歌唱力が抜群な女子高生ルビー。高校合唱部の顧問によって発掘されたこの素晴らしい才能や将来性も肝心の家族全員は認めることができません。
なぜなら、父母兄全員が彼女の才能を知るよしがないから…希望に満ちた未来への扉は無情にも閉ざされていく…あーくるし
でもこの閉塞感こそが、この作品の魅力をMaxに引き上げている気がします。
ラストにルビーがピッと見せるサイン。
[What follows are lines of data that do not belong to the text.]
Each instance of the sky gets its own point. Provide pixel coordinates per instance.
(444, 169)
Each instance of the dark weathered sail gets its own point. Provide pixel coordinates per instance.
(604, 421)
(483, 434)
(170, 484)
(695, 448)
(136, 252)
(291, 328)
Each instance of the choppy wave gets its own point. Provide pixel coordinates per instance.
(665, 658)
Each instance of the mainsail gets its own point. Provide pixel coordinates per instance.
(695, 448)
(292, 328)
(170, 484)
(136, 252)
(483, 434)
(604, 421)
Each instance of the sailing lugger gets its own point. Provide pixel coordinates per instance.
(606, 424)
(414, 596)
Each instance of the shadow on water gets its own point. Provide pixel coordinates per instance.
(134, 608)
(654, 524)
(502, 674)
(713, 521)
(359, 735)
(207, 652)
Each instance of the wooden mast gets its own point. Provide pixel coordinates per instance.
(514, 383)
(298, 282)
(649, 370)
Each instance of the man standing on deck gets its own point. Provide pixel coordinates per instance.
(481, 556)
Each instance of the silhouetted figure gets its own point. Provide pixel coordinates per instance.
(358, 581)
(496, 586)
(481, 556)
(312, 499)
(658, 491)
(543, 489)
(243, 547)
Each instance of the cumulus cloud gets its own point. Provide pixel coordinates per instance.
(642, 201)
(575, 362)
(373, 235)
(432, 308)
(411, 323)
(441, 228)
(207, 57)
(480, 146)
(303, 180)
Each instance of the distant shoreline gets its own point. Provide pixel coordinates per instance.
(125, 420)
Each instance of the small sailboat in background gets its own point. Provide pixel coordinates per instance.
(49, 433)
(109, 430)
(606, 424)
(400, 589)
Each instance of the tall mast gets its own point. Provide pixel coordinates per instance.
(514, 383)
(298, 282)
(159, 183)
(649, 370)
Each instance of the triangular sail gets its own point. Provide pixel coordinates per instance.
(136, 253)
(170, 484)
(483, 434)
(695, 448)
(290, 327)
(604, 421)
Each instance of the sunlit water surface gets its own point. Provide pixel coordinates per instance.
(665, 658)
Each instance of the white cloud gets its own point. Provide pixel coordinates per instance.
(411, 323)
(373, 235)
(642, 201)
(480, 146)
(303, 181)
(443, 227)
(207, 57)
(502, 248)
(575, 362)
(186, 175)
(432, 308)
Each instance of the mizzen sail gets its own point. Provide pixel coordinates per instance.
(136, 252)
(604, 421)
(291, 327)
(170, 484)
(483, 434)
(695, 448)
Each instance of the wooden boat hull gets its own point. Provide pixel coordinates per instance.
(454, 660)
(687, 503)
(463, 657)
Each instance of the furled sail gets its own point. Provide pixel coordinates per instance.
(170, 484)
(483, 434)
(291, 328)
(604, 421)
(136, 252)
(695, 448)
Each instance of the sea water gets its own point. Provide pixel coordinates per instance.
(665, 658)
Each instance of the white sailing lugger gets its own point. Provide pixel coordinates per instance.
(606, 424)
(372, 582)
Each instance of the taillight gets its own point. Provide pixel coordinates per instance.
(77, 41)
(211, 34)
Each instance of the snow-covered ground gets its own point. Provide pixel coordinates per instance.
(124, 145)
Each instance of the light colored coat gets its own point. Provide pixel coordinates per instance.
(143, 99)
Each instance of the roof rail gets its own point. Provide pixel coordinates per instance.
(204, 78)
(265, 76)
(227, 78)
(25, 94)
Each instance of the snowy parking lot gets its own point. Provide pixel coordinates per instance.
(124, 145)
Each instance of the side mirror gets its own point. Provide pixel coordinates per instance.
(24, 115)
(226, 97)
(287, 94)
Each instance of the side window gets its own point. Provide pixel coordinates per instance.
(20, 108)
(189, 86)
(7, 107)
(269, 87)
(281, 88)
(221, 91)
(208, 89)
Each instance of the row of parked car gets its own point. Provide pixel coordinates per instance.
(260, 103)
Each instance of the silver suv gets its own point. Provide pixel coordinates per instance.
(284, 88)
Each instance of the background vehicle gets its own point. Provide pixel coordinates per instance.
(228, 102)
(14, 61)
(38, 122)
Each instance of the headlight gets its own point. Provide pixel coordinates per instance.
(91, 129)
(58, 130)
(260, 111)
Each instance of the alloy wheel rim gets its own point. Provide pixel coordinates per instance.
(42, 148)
この一瞬に、いろんな気持ちが集約されていて……素敵です。
聴覚障がい者の抱える問題や悩みが描かれた作品は珍しくないですが、この作品では娘以外の家族全員が聴覚障がい者。
葛藤を抱えて苦しむのは健聴者であるルビーのほう。
作品名にある「コーダ(Coda)」とは、「Children of Deaf Adults」の略で聴覚障がいを持つ親の子どもを指す用語だそうです。初めて知りました。
そしてどの人物も魅力的。キャラクター描写にも非常に力が入っているのでしょうね。漁師の父、それを手伝う兄、パートタイムで働く母、高校の親友、彼氏、そしてベルるるるるナルド先生など、ルビーの周りすべての人が深い人間味を感じることができます。
彼らの関係性や心情の変化も描かれ、作品を観る側の感情に訴えかけます。かけられました。